今回、Microsoftは事前に、バージョン22H2の情報を提供する限定サイトを報道向けに用意した。以下の情報は限定サイトの内容かつグローバル向けのため、国内では動作しない機能も含まれる。たとえば新しいアクセシビリティー機能であるライブキャプション機能は、字幕作成に加えてPC操作や文章作成にも使用可能。合わせて新しい音声エンジンも加わる予定だが、利用できるのは米国のみだ。

  • Windows 11のライブキャプション機能

おそらく国内でも利用できると思われるのが、エクスプローラーのタブ機能だ。DevチャネルのWindows 11 Insider Previewに限定していたこの機能を、バージョン22H2にバックポートさせている。

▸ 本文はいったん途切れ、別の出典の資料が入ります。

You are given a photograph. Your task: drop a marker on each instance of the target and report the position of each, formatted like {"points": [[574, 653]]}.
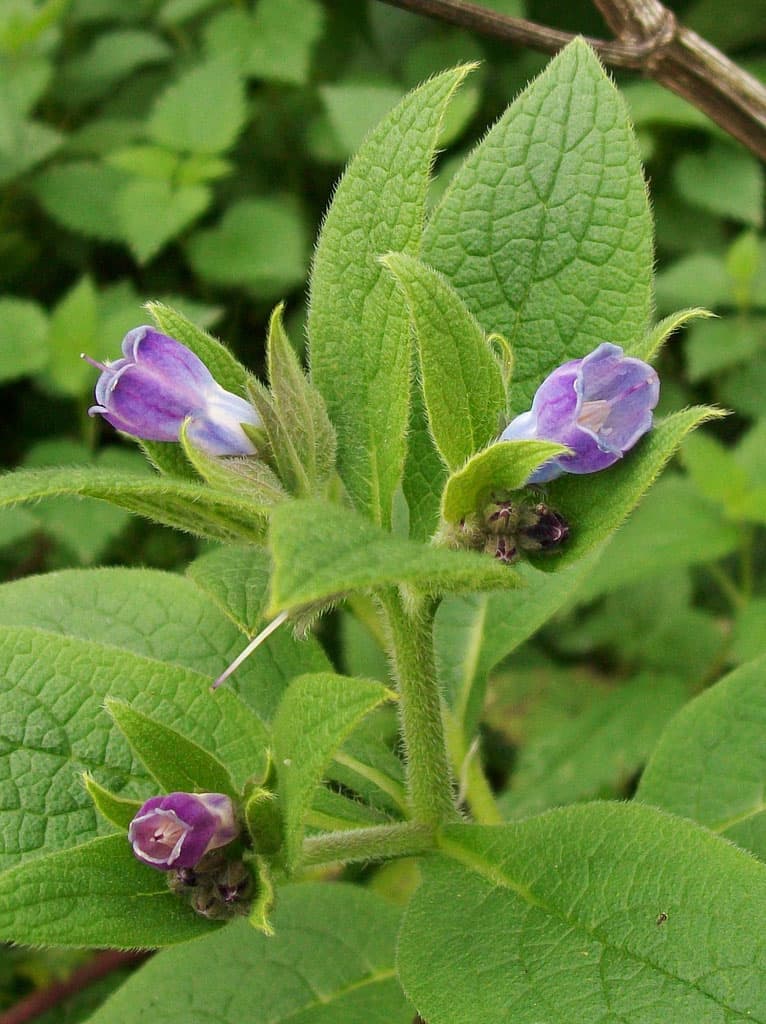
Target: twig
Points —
{"points": [[649, 40], [43, 999]]}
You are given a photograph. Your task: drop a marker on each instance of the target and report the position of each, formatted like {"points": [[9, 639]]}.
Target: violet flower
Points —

Microsoft Edgeと同じくタブを並べ替えて操作性を向上させ、クイックアクセス改めホームは使用頻度の高いファイルやフォルダーのピン留め、OneDrive/OneDrive for Businessの操作性を向上させた。このあたりは使い込まないと評価できないものの、バージョン21H2から大きく進化したポイントのひとつだろう。なお、Panay氏のブログには「10月に提供」との注意書きがあるので、今回のアップデートに含まれない可能性がある。

  • バージョン22H2のエクスプローラー。待望のタブ機能を搭載している

  • スタートメニューは「さらにピン留めを表示する」「さらにおすすめを表示する」の選択肢が加わる

設定周りでは「Bluetoothとデバイス/カメラ」に新機能が加わる。Microsoftは「ビデオ通話はWindows 11を使用する上で欠かせないタスク」(Panay氏)と前置きしながら、「新しいWindows Studioのカメラとオーディオエフェクトは、Voice Focusingでバックグラウンドノイズの除去、Automatic framingで話者の動きに合わせたカメラの追従し、高度なAIによって電話会議で最高の音質と見た目を実現」する。

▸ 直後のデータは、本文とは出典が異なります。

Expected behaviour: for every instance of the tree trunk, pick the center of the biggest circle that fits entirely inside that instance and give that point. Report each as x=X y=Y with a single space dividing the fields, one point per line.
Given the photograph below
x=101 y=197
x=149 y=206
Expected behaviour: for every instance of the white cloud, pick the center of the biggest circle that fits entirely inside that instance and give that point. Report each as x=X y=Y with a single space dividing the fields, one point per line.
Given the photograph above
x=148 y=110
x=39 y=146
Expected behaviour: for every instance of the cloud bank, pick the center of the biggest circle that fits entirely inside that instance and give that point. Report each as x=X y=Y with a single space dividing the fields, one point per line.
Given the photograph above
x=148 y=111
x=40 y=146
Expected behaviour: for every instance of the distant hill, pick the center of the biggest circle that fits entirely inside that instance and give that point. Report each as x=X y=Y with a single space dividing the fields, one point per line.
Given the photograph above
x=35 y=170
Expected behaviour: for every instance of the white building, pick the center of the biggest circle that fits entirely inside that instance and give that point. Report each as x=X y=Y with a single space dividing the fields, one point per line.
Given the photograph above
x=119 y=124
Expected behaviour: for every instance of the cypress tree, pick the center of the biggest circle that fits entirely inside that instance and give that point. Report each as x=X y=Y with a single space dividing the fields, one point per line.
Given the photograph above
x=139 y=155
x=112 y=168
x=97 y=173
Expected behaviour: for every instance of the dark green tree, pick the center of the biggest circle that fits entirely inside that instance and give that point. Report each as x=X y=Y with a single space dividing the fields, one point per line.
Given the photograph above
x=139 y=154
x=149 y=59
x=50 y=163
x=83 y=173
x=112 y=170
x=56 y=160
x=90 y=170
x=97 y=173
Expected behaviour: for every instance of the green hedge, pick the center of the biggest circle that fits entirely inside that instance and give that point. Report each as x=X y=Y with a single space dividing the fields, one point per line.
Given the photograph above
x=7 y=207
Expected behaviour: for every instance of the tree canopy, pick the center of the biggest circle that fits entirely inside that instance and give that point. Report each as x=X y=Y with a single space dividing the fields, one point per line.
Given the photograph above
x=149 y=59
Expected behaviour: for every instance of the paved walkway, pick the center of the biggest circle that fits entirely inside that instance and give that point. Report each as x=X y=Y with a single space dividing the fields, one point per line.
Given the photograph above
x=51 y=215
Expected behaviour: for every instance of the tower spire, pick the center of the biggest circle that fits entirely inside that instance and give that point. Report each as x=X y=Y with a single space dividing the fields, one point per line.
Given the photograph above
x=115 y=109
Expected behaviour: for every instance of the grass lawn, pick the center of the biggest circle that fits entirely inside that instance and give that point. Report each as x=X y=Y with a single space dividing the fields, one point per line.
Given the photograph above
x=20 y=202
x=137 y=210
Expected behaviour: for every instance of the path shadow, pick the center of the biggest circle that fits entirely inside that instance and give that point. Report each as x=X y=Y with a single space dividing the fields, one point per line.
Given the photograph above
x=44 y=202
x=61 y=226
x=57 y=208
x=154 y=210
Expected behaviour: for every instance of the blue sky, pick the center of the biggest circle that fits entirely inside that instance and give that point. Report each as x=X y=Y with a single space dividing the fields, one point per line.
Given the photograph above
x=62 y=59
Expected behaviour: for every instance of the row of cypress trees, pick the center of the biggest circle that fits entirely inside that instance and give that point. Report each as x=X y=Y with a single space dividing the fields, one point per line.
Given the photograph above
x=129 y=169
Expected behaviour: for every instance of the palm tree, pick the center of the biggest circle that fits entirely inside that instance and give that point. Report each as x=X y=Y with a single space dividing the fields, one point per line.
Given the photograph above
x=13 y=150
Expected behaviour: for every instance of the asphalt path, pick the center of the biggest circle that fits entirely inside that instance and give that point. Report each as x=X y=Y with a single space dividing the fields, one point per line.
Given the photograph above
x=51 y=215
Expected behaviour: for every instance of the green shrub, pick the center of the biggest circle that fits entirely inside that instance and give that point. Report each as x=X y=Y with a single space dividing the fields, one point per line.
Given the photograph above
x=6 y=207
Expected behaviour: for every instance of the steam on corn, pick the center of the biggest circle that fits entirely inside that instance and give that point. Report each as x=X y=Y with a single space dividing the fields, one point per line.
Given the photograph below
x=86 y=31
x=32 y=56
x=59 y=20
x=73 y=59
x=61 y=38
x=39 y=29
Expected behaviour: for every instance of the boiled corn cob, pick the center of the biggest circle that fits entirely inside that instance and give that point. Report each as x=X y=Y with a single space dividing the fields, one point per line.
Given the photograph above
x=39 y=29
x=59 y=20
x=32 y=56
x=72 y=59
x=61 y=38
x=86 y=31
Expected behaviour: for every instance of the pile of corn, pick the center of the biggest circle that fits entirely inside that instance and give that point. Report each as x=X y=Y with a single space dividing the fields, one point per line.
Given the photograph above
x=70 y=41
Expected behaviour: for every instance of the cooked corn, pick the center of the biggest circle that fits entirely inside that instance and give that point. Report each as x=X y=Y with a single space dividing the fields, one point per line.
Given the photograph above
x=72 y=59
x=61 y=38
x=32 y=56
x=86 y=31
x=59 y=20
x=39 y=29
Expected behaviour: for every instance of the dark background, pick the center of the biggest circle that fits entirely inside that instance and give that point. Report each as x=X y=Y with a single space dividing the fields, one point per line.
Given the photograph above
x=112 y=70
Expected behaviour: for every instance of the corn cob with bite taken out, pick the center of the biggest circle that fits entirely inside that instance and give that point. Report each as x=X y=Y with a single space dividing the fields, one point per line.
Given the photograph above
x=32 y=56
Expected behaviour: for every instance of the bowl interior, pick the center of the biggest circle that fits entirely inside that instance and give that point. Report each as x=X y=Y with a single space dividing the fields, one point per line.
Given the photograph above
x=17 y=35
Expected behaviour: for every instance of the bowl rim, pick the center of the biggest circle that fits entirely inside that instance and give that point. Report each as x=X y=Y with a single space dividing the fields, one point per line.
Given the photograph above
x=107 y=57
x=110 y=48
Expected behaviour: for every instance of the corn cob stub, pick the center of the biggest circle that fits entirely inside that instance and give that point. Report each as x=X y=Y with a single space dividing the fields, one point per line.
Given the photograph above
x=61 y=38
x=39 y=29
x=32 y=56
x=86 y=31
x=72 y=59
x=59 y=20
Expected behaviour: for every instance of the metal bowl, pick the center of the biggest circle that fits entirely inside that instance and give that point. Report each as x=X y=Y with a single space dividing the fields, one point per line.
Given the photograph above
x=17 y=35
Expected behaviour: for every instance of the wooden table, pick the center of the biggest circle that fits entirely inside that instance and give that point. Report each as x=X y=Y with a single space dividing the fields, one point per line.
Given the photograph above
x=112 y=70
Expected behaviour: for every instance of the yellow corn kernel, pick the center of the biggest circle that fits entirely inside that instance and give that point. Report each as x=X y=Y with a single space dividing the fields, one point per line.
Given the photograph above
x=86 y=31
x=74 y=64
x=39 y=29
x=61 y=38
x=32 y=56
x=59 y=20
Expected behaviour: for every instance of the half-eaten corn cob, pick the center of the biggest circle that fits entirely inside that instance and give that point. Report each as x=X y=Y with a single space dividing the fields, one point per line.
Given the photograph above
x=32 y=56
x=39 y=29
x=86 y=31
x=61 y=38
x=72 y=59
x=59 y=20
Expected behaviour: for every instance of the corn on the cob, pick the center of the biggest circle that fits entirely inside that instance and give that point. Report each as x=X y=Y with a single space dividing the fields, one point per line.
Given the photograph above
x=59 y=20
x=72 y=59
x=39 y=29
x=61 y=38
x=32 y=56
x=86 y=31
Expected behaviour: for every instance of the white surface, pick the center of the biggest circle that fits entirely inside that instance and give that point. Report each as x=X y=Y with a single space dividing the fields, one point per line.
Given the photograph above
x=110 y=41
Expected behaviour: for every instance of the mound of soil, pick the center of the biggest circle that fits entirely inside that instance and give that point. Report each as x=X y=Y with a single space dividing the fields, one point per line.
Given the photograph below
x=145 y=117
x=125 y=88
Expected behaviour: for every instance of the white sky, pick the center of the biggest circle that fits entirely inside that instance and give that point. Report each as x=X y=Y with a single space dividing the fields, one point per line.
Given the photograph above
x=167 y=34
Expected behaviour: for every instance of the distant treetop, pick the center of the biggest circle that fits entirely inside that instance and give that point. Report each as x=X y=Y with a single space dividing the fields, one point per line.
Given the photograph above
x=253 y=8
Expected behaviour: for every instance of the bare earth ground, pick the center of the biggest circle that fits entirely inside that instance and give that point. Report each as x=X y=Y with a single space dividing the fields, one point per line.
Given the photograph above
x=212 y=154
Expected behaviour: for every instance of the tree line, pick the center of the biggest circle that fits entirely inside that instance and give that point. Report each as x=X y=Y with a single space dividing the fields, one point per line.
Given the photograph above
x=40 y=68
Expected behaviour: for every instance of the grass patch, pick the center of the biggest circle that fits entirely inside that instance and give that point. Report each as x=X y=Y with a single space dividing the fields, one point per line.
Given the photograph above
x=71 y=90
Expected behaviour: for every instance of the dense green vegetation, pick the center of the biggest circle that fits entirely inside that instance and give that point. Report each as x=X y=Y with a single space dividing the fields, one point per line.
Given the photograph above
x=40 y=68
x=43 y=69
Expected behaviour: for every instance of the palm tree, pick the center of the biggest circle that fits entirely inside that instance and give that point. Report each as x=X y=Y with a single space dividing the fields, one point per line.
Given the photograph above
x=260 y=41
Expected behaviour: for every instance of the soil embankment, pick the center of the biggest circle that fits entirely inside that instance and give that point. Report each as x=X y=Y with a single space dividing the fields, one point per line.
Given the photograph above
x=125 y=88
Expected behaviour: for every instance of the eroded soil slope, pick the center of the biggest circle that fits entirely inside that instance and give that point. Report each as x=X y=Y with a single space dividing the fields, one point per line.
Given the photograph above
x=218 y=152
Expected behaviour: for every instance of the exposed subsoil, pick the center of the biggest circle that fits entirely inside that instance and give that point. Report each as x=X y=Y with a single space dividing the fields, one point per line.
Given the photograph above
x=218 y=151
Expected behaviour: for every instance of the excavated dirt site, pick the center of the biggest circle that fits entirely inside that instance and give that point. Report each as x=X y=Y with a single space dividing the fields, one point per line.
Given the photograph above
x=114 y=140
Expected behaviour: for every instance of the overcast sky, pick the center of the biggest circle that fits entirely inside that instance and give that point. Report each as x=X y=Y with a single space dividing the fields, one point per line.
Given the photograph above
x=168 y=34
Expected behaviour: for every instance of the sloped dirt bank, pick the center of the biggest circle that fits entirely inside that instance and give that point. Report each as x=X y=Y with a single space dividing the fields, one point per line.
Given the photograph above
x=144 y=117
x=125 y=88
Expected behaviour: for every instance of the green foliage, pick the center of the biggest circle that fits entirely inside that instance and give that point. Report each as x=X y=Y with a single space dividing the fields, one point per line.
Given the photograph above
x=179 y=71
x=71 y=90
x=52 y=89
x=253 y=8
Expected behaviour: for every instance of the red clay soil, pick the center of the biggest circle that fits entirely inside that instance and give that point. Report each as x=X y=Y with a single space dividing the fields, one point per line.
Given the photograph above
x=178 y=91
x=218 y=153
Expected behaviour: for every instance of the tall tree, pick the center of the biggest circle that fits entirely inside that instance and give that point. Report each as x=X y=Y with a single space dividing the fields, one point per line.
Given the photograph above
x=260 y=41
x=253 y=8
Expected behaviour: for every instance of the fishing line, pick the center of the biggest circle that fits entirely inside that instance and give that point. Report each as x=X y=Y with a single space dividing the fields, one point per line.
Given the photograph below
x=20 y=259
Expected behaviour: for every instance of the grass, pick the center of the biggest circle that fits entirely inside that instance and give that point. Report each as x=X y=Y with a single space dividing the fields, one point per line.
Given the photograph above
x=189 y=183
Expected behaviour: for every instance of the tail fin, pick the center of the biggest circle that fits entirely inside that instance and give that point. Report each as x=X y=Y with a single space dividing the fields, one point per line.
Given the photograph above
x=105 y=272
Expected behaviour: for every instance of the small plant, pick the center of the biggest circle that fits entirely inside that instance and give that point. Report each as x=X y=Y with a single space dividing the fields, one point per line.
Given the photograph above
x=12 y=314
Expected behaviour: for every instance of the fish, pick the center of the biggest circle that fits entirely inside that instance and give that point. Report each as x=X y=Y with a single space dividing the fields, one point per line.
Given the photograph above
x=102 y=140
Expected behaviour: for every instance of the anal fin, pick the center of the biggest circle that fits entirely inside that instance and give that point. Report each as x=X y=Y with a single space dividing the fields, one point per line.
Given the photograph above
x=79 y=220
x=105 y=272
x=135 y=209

ただし、ハードウェア(周辺機器)に依存するという。この機能はWindows 11 Insider Previewにも未提供のため詳細は不明だが、Microsoft Teamsで培った技術をWindows 11に持ち込んだのだろう。

  • Windows Studioの効果

  • 同種の設定はMicrosoft Teamsでも利用できる。ただしアイコンから察する限り、図のTeamsは企業および学校用だ

ゲーム関連の機能も気になるところだ。こちらもPanay氏の発言を引用する形で紹介する。

「パフォーマンスの最適化で待ち時間を改善し、Auto HDRやVRR(可変リフレッシュレート)など各機能のロックを解除する。また、組み込まれたGame PassとXboxアプリを通じて、何百もの高品質なPCゲームにアクセスできる。Microsoft Storeをさらに作り替え、Amazon Appstore Previewの国際市場拡大と、2万以上のAndroidアプリとゲームを提供する」

いずれも対応するディスプレイや、WSA(Windows Subsystem for Android)対応PCが必要になるが、PCゲーマーにとっては関心事のひとつだろう。

  • 「Controller Bar」と題した画像ファイルをトリミングした。PCゲームタイトルに加えてGame Pass、Steamのアイコンが確認できる

  • Auto HDRの効果。ぜひ画像を拡大して違いを比べてほしい

4つの領域に含まれるビジネス向けセキュリティ機能は割愛するが、最後に提供形態を紹介しておく。Windows 10時代と同様にWindows Updateで段階的に展開し、デバイスに問題のあるアプリが含まれていた場合はセーフガードホールドを適用。問題が解決するまでバージョン22H2のアップデートを提供しない。なお、システム要件を満たしているPCでWindows 10を使用している場合は、同じアップデートが提供されるそうだ。

  • Windows 10向けバージョン22H2アップデート

  • アプリの起動を制御するSmart App Control。ただし、クリーンインストールが必要

駆け足だったが、以上がバージョン22H2の概要である。インストールに取りかかっている読者諸氏もいると思うが、筆者もオンライン取材の裏でバージョン22H2アップデートをダウンロードし、新機能や不具合を楽しみたいと思う。